FINDLAY, Ohio—Cooper Tire & Rubber Co. set fourth-quarter and year-end sales records for 1996, but net earnings for both periods fell slightly. Fourth-quarter sales jumped 9 percent to $416.3 million, the second highest sales quarter in the company's history; income dipped 3.5 percent to $32.7 million, compared with the year-ago quarter.
For the year, Cooper's sales climbed 8.4 percent to $1.62 billion but earnings fell 4.4 percent to $107.9 million, compared with 1995 results.
Cooper said demand and volume increased for both its tires and engineered products during the past year and ``some of the problematic industry conditions which existed throughout much of the year moderated in the fourth quarter.''
``A gradual decrease in raw material costs, coupled with a general stabilization in wholesale tire pricing in the industry provided an environment for marginal improvement during the quarter,'' said Cooper Chairman Patrick Rooney.
The manufacturer also reported that it spent $194 million in plant improvements, equipment and other assets, about the same amount spent in 1995.

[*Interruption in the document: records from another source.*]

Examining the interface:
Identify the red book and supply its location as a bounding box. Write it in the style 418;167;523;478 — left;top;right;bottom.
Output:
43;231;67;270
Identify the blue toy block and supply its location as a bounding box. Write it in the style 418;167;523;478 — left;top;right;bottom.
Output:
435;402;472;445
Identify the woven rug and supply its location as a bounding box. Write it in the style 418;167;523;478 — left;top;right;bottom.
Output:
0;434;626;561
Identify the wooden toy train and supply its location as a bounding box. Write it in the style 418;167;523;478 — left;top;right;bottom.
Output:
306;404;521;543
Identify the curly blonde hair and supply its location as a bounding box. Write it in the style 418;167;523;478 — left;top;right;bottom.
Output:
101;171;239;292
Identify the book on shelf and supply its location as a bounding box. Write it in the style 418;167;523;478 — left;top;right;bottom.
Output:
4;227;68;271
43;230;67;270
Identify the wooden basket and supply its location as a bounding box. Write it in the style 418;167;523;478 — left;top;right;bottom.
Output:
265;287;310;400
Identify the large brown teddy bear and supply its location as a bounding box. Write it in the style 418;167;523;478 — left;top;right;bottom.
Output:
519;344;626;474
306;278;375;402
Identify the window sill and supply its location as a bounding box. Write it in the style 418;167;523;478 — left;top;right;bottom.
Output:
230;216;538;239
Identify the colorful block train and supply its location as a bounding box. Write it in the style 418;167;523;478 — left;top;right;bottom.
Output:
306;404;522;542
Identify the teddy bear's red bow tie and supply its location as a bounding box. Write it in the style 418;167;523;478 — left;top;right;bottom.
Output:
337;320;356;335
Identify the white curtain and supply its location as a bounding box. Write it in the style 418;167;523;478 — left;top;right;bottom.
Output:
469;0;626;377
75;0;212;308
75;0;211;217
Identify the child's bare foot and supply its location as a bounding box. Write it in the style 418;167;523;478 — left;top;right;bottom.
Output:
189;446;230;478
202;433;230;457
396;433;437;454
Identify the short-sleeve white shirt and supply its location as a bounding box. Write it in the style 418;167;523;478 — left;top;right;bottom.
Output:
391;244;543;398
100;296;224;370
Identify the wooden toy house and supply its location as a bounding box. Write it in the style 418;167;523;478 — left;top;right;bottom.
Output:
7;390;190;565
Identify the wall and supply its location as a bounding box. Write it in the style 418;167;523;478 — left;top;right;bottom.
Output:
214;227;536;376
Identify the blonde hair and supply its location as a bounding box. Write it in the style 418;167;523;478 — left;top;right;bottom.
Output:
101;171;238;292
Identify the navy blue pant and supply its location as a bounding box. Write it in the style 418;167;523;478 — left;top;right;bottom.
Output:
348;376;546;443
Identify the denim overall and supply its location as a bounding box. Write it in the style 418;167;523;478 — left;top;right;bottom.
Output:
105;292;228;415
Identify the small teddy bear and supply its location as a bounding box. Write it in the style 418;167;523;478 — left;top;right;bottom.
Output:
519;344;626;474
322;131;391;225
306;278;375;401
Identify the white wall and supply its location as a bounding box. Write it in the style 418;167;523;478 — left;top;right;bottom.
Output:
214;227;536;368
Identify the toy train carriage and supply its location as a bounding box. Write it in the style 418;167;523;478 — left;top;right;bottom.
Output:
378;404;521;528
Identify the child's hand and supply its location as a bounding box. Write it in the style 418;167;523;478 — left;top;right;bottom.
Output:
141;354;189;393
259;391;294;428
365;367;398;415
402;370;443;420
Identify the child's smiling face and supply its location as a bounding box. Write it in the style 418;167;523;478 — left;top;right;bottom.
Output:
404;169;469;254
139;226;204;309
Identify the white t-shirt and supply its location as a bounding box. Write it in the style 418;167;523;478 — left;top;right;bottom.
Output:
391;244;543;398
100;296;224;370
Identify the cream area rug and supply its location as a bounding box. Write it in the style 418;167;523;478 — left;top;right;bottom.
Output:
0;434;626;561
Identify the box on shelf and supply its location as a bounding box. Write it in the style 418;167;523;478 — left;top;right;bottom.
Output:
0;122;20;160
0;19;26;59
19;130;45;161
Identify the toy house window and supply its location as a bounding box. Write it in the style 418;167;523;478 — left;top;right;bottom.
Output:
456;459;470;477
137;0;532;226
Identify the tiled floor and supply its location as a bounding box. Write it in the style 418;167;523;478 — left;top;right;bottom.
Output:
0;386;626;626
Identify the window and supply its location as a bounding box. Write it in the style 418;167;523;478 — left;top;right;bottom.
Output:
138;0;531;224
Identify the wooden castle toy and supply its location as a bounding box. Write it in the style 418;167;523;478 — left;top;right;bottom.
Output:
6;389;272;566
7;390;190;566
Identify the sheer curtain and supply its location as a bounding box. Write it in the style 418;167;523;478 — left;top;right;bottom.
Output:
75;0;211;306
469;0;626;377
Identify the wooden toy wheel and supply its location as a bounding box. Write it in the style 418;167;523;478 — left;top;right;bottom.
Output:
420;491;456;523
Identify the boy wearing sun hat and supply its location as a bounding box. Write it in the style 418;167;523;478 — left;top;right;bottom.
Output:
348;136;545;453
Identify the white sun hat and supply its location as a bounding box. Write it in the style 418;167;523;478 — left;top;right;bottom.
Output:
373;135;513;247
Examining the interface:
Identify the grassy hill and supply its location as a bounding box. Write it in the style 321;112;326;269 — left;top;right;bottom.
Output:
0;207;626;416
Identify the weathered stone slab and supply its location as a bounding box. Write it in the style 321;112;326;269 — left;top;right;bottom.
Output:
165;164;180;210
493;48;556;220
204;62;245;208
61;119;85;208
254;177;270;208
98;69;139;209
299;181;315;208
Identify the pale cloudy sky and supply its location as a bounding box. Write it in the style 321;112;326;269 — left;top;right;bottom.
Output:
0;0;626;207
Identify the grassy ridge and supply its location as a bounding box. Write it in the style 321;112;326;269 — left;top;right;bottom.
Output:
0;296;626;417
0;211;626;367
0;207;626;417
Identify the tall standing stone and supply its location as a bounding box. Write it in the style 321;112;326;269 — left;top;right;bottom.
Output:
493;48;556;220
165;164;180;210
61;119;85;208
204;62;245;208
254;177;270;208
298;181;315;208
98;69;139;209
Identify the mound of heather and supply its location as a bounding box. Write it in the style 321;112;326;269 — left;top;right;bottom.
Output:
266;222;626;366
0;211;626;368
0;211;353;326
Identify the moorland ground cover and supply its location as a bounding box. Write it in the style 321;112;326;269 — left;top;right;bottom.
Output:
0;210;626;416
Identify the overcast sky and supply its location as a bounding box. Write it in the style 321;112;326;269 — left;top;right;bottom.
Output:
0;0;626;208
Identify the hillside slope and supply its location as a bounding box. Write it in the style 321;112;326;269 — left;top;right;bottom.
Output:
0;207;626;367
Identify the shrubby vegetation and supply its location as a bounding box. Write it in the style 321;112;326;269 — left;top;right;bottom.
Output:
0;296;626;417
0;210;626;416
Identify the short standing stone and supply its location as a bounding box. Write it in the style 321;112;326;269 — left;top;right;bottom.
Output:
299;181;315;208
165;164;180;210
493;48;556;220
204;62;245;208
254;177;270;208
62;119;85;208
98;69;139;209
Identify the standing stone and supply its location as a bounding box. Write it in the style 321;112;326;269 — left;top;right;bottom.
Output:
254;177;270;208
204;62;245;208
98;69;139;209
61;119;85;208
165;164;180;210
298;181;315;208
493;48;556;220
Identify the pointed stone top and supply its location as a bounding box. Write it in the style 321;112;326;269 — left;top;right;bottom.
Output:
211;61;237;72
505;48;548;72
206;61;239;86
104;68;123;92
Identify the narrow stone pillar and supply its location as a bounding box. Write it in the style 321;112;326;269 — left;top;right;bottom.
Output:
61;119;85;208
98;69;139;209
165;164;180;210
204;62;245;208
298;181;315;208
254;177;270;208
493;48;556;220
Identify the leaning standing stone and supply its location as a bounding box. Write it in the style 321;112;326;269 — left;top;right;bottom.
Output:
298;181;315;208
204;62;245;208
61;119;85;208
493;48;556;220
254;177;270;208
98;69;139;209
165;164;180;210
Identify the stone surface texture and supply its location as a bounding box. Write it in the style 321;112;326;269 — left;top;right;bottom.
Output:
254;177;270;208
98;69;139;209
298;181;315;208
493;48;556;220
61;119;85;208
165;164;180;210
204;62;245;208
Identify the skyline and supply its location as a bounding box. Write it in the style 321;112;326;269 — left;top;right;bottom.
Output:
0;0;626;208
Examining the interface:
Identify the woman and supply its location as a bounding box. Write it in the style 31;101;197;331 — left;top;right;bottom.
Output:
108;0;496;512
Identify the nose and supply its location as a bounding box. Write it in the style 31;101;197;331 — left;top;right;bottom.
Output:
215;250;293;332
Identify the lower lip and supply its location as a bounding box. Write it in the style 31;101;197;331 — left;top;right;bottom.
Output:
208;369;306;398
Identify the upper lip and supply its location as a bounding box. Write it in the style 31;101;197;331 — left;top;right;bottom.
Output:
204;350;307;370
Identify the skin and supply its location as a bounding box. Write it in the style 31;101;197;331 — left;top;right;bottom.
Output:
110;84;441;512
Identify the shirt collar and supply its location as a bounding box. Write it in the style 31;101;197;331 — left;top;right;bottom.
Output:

``Over the past 10 years the company has invested over $1 billion to build the structure which we believe will assist our team in increasing efficiency and productivity and providing for increased results as we move forward over the next several years,'' Mr. Rooney said.
Cooper plans to continue its stock repurchase program ``as war-ranted by stock value and financial market conditions.'' By the end of 1996, the company had bought back 2.3 million shares, about 46 percent of the 5 million shares authorized by the board.